Conclusioni (temporanee)
L’intelligenza artificiale generativa sta aprendo nuove opportunità nel settore musicale, ma al contempo solleva questioni giuridiche complesse, soprattutto riguardo al diritto d’autore e all’uso di contenuti protetti. Gli sviluppatori di IA devono essere consapevoli dei rischi legali legati all’addestramento degli algoritmi su materiale protetto senza le necessarie licenze. Al tempo stesso, le opere generate da IA potrebbero non soddisfare il requisito di originalità richiesto dalla legge italiana sul diritto d’autore e, come se non bastasse, il rischio di subire un takedown o una richiesta di risarcimento per aver creato un’opera musicale che in realtà contiene contenuti protetti di altri aventi diritto è sempre dietro l’angolo!
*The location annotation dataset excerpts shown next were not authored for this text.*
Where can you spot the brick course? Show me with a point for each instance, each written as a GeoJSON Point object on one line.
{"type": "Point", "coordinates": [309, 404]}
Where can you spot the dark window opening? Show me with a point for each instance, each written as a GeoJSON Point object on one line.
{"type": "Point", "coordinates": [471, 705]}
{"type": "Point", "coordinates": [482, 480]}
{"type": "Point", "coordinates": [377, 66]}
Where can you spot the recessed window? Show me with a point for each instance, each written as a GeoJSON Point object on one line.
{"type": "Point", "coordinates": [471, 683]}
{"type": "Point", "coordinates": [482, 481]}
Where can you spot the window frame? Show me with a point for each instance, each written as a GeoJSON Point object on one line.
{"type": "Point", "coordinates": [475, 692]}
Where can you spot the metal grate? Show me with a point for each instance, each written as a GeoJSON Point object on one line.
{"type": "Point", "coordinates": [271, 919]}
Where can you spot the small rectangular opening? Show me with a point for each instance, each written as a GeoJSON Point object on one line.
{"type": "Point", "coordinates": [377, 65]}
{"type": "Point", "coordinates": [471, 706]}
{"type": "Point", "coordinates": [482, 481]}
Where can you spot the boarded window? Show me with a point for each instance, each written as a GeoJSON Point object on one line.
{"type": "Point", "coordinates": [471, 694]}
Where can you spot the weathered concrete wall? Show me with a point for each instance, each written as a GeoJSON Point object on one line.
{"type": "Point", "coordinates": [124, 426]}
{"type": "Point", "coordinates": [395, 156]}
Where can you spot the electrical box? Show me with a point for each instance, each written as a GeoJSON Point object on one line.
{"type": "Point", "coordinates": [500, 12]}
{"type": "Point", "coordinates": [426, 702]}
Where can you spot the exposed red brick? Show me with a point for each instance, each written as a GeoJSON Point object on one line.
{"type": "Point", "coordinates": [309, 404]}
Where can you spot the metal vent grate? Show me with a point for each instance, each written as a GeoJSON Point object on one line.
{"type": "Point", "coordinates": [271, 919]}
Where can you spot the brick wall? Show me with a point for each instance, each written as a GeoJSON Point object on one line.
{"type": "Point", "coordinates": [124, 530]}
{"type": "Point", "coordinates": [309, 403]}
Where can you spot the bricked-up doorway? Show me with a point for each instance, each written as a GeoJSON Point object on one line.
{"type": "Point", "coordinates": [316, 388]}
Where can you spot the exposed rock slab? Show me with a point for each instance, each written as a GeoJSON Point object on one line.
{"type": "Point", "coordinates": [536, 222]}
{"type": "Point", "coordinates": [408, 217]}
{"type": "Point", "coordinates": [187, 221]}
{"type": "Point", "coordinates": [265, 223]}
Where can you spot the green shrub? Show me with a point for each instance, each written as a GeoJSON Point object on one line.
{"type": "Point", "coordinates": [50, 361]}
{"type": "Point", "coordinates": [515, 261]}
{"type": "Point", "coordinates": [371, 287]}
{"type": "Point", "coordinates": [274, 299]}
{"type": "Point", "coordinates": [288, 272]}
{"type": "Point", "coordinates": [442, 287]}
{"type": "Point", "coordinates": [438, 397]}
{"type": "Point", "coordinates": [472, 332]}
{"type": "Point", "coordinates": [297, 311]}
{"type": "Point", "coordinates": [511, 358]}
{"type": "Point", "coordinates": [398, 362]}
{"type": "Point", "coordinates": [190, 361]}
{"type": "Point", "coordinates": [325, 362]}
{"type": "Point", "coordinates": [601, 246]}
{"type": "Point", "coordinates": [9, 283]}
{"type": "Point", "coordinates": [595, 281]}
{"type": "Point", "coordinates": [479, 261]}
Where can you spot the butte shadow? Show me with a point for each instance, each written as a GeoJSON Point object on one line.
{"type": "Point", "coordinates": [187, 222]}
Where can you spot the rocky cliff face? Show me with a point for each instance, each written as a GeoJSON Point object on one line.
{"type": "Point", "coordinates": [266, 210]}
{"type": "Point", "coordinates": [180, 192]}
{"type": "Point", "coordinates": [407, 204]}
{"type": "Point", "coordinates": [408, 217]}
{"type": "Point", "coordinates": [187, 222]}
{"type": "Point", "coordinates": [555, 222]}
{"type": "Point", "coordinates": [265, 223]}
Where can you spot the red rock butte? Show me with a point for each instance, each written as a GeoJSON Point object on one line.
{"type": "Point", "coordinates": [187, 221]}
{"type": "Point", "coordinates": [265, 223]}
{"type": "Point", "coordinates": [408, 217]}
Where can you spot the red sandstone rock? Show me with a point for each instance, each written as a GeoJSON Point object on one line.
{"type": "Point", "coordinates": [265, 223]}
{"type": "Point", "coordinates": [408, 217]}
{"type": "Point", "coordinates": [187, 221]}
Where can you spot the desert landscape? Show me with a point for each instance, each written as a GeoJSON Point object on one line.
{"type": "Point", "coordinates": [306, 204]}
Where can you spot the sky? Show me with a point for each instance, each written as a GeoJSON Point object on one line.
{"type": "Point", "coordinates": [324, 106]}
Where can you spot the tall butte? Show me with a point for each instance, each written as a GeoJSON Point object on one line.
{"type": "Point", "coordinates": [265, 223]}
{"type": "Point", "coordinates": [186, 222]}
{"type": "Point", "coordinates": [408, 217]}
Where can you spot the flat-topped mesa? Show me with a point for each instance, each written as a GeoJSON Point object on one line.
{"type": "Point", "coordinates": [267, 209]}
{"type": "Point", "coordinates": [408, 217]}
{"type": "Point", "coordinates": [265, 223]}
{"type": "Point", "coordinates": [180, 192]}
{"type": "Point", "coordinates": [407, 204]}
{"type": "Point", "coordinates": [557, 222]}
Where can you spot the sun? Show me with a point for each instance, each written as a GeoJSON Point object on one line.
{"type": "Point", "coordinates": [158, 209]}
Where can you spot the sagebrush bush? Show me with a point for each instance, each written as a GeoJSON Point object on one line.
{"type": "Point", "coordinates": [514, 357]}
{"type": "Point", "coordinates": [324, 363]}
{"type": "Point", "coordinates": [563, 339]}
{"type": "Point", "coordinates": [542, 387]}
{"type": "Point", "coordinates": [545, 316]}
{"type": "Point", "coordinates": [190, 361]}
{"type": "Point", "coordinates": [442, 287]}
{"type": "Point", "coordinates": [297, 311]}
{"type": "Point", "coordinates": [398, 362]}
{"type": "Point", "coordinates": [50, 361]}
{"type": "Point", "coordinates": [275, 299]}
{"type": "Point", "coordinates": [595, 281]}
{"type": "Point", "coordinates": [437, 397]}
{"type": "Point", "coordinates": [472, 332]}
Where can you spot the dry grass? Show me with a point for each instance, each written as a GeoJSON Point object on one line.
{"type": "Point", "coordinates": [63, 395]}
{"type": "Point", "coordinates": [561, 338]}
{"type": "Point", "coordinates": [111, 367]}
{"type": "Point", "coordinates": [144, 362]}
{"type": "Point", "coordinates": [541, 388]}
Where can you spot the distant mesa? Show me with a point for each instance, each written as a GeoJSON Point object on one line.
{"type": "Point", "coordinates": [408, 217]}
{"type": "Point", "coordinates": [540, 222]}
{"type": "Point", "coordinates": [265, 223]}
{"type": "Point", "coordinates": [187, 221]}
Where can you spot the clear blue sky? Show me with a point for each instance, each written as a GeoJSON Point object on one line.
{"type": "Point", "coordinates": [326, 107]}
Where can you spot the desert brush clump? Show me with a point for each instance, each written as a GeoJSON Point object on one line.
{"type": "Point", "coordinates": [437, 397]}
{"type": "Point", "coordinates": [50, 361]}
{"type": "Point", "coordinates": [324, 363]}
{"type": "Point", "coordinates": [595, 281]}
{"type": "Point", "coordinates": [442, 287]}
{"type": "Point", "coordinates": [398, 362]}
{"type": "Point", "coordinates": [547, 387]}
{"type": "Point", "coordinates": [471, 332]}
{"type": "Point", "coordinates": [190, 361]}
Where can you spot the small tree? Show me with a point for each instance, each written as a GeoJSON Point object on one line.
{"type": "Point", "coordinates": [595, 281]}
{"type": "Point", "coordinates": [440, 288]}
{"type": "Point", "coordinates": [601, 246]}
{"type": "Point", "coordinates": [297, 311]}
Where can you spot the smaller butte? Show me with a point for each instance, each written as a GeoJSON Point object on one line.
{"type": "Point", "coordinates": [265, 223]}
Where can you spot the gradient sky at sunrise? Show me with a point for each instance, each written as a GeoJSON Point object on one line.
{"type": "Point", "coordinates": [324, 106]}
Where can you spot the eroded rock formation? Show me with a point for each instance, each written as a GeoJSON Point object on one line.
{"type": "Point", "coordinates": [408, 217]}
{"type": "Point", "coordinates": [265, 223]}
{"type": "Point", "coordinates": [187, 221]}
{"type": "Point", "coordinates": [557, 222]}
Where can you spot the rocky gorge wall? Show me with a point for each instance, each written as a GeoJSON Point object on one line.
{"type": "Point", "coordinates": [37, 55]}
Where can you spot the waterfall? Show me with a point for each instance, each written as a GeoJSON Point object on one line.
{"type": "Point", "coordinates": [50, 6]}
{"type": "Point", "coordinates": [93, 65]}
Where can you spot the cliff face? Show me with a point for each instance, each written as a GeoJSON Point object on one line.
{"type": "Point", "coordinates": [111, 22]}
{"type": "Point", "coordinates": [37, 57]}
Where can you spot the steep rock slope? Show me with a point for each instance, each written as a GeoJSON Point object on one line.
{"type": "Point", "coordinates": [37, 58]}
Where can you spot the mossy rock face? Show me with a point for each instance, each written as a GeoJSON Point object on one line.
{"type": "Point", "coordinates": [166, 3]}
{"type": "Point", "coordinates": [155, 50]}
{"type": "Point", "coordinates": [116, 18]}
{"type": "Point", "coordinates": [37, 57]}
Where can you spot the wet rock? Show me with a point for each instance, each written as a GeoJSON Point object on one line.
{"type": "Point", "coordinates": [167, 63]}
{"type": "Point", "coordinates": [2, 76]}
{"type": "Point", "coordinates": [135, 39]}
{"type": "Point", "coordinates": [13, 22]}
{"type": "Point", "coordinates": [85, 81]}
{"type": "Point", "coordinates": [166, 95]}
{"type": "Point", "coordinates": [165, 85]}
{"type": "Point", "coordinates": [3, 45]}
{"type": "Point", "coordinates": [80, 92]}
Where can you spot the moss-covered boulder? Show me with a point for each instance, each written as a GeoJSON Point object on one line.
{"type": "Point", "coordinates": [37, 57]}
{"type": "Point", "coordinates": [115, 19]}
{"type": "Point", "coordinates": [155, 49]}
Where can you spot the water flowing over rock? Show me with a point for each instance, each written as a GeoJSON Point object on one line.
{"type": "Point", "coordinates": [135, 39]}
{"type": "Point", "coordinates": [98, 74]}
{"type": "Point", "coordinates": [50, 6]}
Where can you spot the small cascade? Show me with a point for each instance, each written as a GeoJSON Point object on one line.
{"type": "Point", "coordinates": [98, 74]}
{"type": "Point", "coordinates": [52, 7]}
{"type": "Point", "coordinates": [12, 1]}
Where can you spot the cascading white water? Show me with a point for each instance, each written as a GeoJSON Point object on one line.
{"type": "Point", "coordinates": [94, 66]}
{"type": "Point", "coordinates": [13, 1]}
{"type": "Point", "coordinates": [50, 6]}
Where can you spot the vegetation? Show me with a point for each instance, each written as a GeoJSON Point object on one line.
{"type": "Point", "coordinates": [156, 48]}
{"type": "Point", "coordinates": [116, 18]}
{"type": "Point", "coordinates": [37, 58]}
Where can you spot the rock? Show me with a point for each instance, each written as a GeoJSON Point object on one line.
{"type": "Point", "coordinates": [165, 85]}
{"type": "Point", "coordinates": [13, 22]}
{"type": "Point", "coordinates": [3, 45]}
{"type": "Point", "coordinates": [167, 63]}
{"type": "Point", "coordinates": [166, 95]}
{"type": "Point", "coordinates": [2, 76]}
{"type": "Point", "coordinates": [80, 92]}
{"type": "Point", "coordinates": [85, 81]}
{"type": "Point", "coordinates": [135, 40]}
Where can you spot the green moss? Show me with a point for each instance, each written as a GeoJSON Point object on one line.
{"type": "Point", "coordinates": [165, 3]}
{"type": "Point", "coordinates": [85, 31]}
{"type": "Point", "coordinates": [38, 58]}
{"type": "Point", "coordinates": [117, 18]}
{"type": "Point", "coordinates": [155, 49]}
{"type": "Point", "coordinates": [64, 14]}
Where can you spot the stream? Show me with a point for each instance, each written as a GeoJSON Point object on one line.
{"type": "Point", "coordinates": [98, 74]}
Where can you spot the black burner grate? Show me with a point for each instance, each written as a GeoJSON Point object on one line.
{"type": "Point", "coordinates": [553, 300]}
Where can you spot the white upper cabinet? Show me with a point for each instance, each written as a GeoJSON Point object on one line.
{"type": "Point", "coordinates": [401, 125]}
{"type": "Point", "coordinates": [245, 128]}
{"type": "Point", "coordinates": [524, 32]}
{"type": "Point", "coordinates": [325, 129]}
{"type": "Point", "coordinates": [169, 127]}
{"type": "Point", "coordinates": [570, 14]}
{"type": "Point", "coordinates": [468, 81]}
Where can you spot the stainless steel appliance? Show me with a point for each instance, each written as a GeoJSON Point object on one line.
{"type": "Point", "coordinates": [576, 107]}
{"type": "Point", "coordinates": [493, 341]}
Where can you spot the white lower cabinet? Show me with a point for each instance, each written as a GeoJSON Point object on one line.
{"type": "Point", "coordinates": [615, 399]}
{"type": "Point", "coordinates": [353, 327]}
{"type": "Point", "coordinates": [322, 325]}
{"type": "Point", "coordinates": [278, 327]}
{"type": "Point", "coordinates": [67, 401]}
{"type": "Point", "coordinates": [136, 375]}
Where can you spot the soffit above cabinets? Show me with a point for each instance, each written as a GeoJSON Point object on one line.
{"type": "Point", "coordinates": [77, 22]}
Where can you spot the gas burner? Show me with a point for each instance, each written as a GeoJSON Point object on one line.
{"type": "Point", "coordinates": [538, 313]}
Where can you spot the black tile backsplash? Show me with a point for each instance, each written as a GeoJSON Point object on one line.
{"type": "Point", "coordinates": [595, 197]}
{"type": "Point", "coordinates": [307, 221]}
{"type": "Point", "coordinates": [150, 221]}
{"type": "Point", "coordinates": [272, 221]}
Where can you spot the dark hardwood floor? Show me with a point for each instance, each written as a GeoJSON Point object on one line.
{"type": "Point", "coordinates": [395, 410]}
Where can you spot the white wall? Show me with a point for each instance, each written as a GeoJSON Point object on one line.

I procedimenti legali in corso, sia a livello nazionale che internazionale, potrebbero aiutare a definire maggiormente i contorni per l’uso di IA nella creazione di contenuti musicali. Tuttavia, la strada da percorrere sembra ancora lunga sebbene la tecnologia vada avanti inesorabilmente. È imperativo che ci si tenga aggiornati sulle evoluzioni normative e giurisprudenziali sul tema, come visto il tema è caldo e mutevole. Così come i possibili rischi non sono trascurabili.